Overthinking is a bastard.

It can cause the brain matter to swirl in circles when one is trying to quieten the mind, to reach a decision.

All four of us were doing it the evening before.

After all the Christmas cake had been consumed and getting ready to hit the fart sack.  Or bed if you didn’t know what a fart sack was!

Should we only go as far as Old Man Hut tomorrow, and if so, suck up the steep decent down to the hut that’s off the beaten track?  It would mean having to climb back up the 1,000 metres the following morning and pick up where we left off the day before, to start that day’s distance.

Or should we not go down to Old Man Hut tomorrow and keep going, to knock off both Rintoul’s as well in the same day.  Old Man Hut to Mt Rintoul Hut was our highest point of this trail section.  It is also the most extreme technical underfoot to navigate, the drop offs were real and uninviting.

Whatever Iain from IT said, we had to ask him to repeat it – remembering he’s a Scotsman with an accent!

Notwithstanding, overthinking is a bitch.

Reading previous fellow TA walker blogs was perhaps a mistake before setting off because some of the descriptive language used escalated more of the overthinking it.

And all four of us were doing it!

By the time people faded into noddy land, we had all agreed to go as far as Old Man Hut tomorrow.  And a second motion to stick together to scale up and over both Rintoul’s the following day.

And then the tomorrow arrived, which was Boxing Day everywhere else in New Zealand.

Iain from IT was first to get onto the trail, we weren’t too far behind, and we knew Katie would eventually catch up.

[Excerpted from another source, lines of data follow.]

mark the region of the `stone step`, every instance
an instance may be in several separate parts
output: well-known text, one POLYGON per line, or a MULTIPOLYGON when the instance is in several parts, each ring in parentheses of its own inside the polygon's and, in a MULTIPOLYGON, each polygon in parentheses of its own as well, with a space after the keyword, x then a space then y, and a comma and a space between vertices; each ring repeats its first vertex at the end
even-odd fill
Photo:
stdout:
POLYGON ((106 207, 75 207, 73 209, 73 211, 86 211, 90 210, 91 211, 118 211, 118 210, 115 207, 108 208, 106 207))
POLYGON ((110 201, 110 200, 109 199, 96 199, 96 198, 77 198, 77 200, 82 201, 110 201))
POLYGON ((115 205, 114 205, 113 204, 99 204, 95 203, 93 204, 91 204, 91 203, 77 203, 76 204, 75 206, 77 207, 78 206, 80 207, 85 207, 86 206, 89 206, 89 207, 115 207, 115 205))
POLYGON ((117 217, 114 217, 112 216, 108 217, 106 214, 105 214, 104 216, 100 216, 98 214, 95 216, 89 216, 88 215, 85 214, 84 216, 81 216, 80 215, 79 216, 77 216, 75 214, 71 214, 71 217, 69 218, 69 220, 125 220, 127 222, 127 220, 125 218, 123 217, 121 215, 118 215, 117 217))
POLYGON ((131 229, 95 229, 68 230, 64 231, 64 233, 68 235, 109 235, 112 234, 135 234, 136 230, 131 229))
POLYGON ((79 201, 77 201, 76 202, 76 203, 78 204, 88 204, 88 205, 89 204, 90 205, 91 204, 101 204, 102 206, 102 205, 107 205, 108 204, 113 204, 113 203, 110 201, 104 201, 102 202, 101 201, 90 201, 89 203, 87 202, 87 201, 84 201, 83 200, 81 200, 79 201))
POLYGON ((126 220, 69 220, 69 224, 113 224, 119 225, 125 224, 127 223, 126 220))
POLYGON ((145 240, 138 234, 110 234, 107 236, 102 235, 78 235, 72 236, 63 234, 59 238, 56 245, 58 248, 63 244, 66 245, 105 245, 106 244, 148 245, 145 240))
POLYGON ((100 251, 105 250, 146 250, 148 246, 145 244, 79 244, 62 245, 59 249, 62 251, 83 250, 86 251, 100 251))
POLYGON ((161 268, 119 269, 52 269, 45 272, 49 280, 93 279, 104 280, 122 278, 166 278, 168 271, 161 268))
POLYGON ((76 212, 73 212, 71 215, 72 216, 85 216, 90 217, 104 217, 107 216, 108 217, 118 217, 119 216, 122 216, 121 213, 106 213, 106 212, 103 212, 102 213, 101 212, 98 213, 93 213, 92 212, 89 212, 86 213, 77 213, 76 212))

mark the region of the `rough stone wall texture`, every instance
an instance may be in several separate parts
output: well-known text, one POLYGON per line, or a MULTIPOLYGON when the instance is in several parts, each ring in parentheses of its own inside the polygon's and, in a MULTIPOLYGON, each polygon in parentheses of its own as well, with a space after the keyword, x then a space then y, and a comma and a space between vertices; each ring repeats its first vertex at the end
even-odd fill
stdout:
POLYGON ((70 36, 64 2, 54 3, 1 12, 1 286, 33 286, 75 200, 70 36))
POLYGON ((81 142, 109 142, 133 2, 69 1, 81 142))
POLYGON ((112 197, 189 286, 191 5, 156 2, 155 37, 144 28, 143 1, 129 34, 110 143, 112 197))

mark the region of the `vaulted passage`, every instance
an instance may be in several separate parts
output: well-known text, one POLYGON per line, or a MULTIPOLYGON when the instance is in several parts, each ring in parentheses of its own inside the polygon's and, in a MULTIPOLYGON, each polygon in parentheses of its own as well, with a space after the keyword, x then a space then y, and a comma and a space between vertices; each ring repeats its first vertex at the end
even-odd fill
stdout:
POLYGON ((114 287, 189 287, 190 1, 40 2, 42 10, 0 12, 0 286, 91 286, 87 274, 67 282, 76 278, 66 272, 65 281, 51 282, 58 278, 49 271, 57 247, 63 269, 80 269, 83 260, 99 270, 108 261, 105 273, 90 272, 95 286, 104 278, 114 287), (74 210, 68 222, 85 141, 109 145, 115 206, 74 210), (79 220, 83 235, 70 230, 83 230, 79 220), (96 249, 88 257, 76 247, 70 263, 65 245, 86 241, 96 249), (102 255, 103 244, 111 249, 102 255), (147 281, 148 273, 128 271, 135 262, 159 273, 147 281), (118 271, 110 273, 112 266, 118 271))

As we sidled upward to reach the first ridge, again the panoramic views were just phenomenal. It also gave us our first look at the Rintoul’s to the south.  Overthinking apprehension stirred.

The imprint on the shale marks the route towards the ridgeline.
Iain on the ridgeline.
Selfie pose from the ridgeline.
View across the valley to Little Rintoul on the left, and Big Rintoul on the right.
The mighty Kaikoura’s in the distance.

We caught up with Iain from IT and gas bagging whilst trekking the Ada Flat allowed us to clock over the undulating ridgeline kilometres.  Some negotiation of a narrow ridgeline before a climb up to Old Man summit had us view Katie powering the ridgeline we’d already trodden back over yonder.

Then we hit more technical clambering that slowed us up, taking a cautious approach so as not to need our PLB (Personal Location Beacon).  The views to the Kaikoura Ranges were crisp and clear.  It wasn’t too much longer when Katie was upon us for us to become a team of four.

TA walkers coming in the opposite direction were looking trail weary.  But chit chat swapping trail conditions lifted the spirits on the face of it.  However underneath, deep down, overthinking apprehension still stirred.  Rintoul’s were directly out to the front of us now, and still some ways off.

We were scooting through some ridgeline low tree bush when all of a sudden, we happened upon the signage that indicated the left turn we needed to take to Old Man Hut.  And the 60% gradient downward slope.

Old Man Hut zoomed in. Looking down.

The looks on everyone’s faces were one of Holy Fk!

And a simultaneous collaborative thinking it over meeting had.

Thinking whether our best laid plans from the evening before of only going as far as Old Man Hut, were the best plans when faced with the damn hut looking back up at us in reality.  From waaaaaaaaaaaay down there.

And all four of us were most definitely doing it!